London’s Heathrow Airport briefly halted flights on January 8 after a reported drone sighting just three weeks after drone sightings caused chaos at Gatwick Airport. Image Credit: AP

Dubai: UK airports have asked Dubai for help in tackling its drone problem after runways at London’s Gatwick and Heathrow were both closed in recent weeks due to the remote controlled menace.

Dubai is said to be a ‘leader’ in drone regulation after it experienced one of the world’s first major airport closures linked to a drone sighting back in 2015.

After that incident, Dubai Airport — the world’s third busiest in terms of passenger numbers — had to undergo a ‘steep learning curve’ to avoid such events, which are estimated to cost up to $1 million (Dh3.6 million) a minute.
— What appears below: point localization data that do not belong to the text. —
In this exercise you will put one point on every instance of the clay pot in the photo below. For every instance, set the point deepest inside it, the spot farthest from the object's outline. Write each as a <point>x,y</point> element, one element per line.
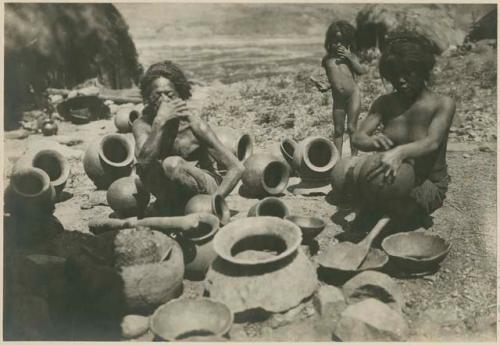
<point>108,159</point>
<point>315,157</point>
<point>54,164</point>
<point>269,206</point>
<point>265,175</point>
<point>128,271</point>
<point>127,197</point>
<point>205,203</point>
<point>378,188</point>
<point>125,118</point>
<point>198,249</point>
<point>30,193</point>
<point>240,144</point>
<point>49,127</point>
<point>187,317</point>
<point>258,258</point>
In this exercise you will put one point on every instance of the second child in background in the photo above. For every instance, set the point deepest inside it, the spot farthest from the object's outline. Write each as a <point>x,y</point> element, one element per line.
<point>342,67</point>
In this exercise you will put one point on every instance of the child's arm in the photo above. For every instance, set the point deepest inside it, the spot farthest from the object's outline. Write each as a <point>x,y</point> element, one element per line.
<point>320,86</point>
<point>357,67</point>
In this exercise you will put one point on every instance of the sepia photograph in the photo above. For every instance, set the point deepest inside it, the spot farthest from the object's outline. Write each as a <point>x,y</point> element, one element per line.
<point>250,172</point>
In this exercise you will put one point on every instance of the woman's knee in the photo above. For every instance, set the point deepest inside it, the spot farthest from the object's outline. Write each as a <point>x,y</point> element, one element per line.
<point>171,165</point>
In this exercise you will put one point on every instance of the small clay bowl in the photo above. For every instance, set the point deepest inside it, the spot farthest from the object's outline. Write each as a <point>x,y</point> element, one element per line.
<point>310,226</point>
<point>375,260</point>
<point>415,252</point>
<point>184,318</point>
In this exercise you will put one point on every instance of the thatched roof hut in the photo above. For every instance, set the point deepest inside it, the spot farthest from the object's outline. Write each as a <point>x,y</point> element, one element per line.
<point>374,21</point>
<point>62,45</point>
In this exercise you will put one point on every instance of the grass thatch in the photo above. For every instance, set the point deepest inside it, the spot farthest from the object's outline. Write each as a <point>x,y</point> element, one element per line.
<point>62,45</point>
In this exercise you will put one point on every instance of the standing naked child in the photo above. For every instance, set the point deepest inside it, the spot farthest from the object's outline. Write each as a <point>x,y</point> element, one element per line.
<point>341,67</point>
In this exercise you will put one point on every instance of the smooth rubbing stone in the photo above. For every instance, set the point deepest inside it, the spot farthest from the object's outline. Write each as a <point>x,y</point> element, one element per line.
<point>372,284</point>
<point>371,320</point>
<point>326,296</point>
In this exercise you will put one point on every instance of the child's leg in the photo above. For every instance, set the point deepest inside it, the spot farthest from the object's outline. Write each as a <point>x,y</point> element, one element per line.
<point>338,123</point>
<point>353,110</point>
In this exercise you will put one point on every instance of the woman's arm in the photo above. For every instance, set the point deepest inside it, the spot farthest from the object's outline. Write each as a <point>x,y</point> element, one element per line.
<point>221,154</point>
<point>363,138</point>
<point>437,132</point>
It is this experience and Dubai’s reaction to it, with the implementation of strict laws and regulations, that have made the emirate’s airspace a shining example for others to follow, especially after Gatwick was closed from December 19-21 and Heathrow suffered the same fate on January 8, all because of errant drones.

“I’ve been speaking to aviation entities from Gatwick as well as London Heathrow regarding the airspace disruptions they have experienced,” Michael Rudolph, head of airspace safety at Dubai Civil Aviation, told Gulf News.
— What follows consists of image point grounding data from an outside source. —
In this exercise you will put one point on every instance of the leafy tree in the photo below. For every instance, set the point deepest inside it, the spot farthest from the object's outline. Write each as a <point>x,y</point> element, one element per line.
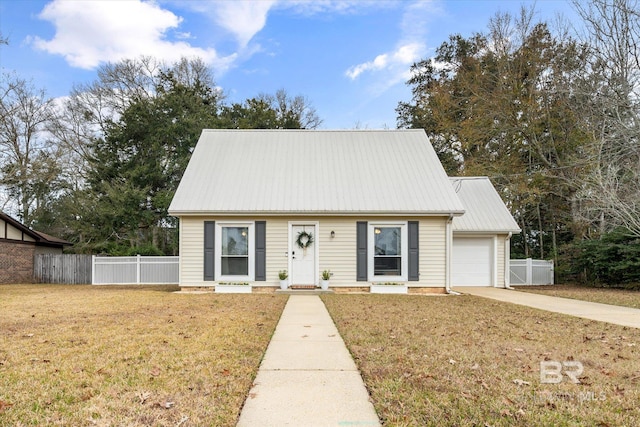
<point>500,104</point>
<point>609,191</point>
<point>28,160</point>
<point>278,111</point>
<point>136,167</point>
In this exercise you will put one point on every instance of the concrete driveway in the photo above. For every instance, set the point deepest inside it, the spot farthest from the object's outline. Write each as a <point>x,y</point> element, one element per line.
<point>624,316</point>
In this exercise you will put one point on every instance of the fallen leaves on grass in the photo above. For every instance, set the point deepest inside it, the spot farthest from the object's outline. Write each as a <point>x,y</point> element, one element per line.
<point>147,356</point>
<point>468,361</point>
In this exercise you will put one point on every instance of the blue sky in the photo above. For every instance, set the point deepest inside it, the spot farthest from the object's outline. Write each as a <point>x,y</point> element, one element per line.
<point>349,58</point>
“It’s just general conversation and suggestions on what they might consider moving forward,” he added.

“We had to come up with a solution pretty quickly that allowed the flying community to have faith in the safety of Dubai airspace, and we put protocols in place where in future we could mitigate such closures.”
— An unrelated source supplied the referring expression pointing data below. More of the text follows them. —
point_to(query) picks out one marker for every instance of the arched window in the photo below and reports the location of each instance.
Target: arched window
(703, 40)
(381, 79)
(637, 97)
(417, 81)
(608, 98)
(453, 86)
Those protocols include putting rules and regulations in place that deter drone operators from flying in certain areas, with stiff punishments for offenders of jail and fines of up to Dh100,000.

All drone operators have to undergo training in order to register their vehicles and themselves to operate in the emirate, thus ensuring accountability if misused. Third party insurance is also mandated and there is a re-registration process in place to monitor whether drones are still safe to fly.

This counts for all drones “whereas other countries might only register certain weight categories, we register all from hobbyists up to commercial operators,” added Rudolph.

“All of this is pretty unique to Dubai and that’s why we can say we are definitely leaders in the industry with regards regulation and policy to ensure both public as well as airspace is kept as safe as humanly possible.

“The UAE stands ready to help any entity experiencing such negative activities in their airspace. If those airports are prepared to request our advice from the steep learning curve we experienced, I’m sure we would be more than happy to share that information with them,” he added.

Did you know?

Impact tests by the University of Dayton Research Institute found that even small drones have the ability to tear a hole in a large aircraft’s wing. Researchers launched a 952g drone at the wing of a large 1,533-kg plane at 383-kmph and found that it bore a large hole that compromised the structural framework of the wing.